Шлезингер приосанился: он ведь писатель, одиннадцать романов опубликовал, – и как профессионал принялся опекать дилетантку.
– Каждый считает, что может стать писателем, – сказал он с легкой иронией.
– Попытка – не преступление, – отпарировала она.
– Преступление – думать, что это легко, – гнет он свое. – Но если всерьез подойти, быстро выясняется, что труднее занятия нет.
– Особенно когда вам абсолютно нечего сказать, – возразила она. – Может, оттого-то и считается, что писать так трудно? Если человек умеет составлять предложения да пользоваться словарем, может, вся трудность в том одном, что ничего-то он толком не знает и ничего-то его не волнует?
Тут Шлезингер позаимствовал строчку из Трумена Капоте, писателя, который умер пять лет тому назад, – у него был дом всего в пяти милях к западу отсюда.
– А не спутали ли вы пишущую машинку с пером писателя?
Она мгновенно опознала источник его остроумия:
– Трумен Капоте, – говорит.
Шлезингер элегантно прикрылся.
– Как знает каждый, – сказал он.
– Лицо у вас доброе, а не то бы заподозрила, что вы меня разыгрываете.
Но послушайте-ка, что она рассказала мне сегодня утром за завтраком.

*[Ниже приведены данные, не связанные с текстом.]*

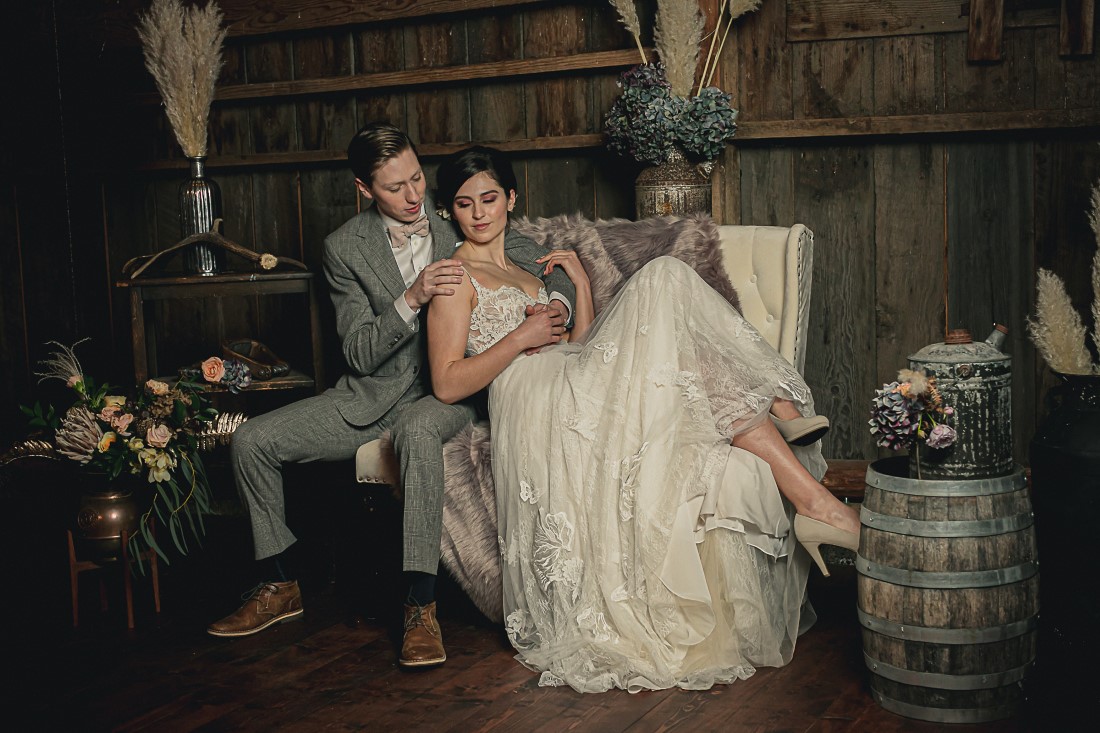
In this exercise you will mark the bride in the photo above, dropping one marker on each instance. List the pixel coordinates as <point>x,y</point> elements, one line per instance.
<point>640,481</point>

Только послушайте, и тогда скажете, кто кого за нос водил за ужином две недели назад: миссис Берман вовсе не дилетантка, которая вздумала писать биографию своего покойного мужа. Она все это просто выдумала, чтобы скрыть, кто она и зачем здесь. Заставив меня поклясться, что никому не скажу, она призналась: на самом деле в Хемптон она приехала собирать материал для романа о подростках из рабочей среды, живущих в курортных местах, куда летом детки мультимиллионеров наезжают.
И это будет не первый ее роман. Это будет двадцать первый роман из серии шокирующе откровенных и чрезвычайно популярных романов для юношества, из которых несколько экранизированы. Она писала их под именем Полли Медисон.
Я, разумеется, буду держать это в секрете хотя бы ради того, чтобы Пол Шлезингер не повесился. Если Пол, все кокетничавший – он, мол, настоящий писатель, профессионал, – обнаружит, кто она такая, то поступит так же, как второй мой близкий друг, Терри Китчен. Руки на себя наложит.
Если с коммерческой стороны подойти, на литературном рынке Цирцея Берман по сравнению с Полом Шлезингером все равно что «Дженерал моторс» по сравнению с велосипедной фабрикой в Албании!
Но об этом – ни гугу!
В тот первый вечер она сказала, что тоже коллекционирует картины.
Я спросил ее какие, и она ответила – викторианские цветные литографии, где нарисованы маленькие девочки на качелях. У нее их больше сотни, говорит, все разные, но непременно с маленькими девочками на качелях.
– Вы считаете – это ужасно? – спросила она.
– Ничуть, – ответил я, – при условии, что вы держите их у себя в Балтиморе и никому не показываете.
В тот первый вечер, помню, она еще расспрашивала Шлезингера и меня, а потом кухарку с дочкой, не знаем ли мы доподлинных историй, когда местные девушки из скромных семейств выходили за отпрысков богачей.